Apple Defends Its iCloud

Today, after the recent leak of celebrity nude photos (reminiscent of the Paris Hilton T-Mobile Sidekick hack in 2005), Apple Inc. issued a statement reassuring its customers. Apple claims that their service, iCloud, which is used to store photos and videos online, has not been hacked, as previously thought. Apple claims that these attacks were targeted at specific celebrities, such as Jennifer Lawrence and Kate Upton. The celebrity accounts were “compromised by a very targeted attack on user names, passwords and security questions, a practice that is all too common on the Internet,” the Cupertino, California-based company said in a statement today.

“When we learned of the theft, we were outraged and immediately mobilized Apple’s engineers to discover the source,” Apple said. “Our customers’ privacy and security are of utmost importance to us.” The company is also collaborating with the federal law enforcement in identifying the attackers.

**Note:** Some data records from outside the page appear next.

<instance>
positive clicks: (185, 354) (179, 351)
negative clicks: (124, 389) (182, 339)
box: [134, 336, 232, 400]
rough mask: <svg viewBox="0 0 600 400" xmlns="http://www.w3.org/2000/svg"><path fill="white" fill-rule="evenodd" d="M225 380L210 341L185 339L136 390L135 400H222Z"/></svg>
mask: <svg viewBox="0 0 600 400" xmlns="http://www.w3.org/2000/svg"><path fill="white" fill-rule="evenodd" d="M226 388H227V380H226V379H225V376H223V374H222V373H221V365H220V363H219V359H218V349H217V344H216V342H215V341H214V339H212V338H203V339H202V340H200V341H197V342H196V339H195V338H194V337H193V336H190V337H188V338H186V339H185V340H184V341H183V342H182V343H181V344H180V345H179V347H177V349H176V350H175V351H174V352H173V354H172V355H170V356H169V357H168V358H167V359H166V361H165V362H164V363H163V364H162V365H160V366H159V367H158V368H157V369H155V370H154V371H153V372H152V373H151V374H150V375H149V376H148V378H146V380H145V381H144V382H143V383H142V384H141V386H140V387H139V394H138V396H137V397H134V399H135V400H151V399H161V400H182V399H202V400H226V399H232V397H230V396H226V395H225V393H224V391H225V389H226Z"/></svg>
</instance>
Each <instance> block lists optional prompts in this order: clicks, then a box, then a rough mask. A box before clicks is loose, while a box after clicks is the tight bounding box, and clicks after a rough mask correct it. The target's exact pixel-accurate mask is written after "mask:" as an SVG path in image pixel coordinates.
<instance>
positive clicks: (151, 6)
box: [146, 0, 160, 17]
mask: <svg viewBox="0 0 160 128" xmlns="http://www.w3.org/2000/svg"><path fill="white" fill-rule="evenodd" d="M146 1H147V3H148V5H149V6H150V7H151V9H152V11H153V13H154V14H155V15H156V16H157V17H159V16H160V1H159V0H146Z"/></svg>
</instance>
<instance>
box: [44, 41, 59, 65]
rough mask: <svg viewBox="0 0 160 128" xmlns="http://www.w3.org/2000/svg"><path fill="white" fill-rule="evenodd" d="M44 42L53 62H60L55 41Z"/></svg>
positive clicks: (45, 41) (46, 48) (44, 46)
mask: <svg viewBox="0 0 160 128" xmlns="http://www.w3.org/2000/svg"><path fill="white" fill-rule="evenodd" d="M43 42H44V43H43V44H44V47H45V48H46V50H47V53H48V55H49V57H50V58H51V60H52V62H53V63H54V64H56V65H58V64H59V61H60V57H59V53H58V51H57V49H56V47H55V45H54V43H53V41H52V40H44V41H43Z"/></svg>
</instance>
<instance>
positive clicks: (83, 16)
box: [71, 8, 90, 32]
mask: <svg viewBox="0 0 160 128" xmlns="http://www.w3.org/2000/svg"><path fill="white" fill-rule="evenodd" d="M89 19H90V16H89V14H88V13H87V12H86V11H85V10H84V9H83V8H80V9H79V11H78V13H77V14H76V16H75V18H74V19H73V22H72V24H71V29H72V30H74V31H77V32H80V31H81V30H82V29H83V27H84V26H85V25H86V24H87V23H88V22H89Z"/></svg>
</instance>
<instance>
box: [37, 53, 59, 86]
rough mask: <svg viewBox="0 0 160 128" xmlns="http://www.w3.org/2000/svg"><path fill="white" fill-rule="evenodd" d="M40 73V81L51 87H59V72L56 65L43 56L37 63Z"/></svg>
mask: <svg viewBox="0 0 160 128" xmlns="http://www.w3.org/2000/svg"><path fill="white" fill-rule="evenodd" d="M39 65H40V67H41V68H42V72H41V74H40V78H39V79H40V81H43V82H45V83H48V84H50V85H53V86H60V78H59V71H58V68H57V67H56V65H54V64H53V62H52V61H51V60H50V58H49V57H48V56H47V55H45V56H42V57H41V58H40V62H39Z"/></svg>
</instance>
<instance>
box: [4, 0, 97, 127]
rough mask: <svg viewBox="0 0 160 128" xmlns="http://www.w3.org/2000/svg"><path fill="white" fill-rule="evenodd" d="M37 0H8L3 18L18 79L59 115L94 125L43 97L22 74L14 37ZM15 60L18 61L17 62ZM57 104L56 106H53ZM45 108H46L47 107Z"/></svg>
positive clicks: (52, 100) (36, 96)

Apple also advises the users to follow these steps to prevent their accounts from being compromised:

  • Use stronger passwords, including having at least eight characters
  • Passwords should have at least one number, one letter, one capital letter.
  • Use passwords that you have not used in the prior year.
  • Use 2-step verification.

Apple says security and privacy are very important to them and are working on implementing new security measures to ensure their users feel safe. Especially when the company is about to release new services and features, such as the new iPhone’s ability to make payments, and the company’s new HealthKit software that will serve as a clearinghouse for health and fitness related information.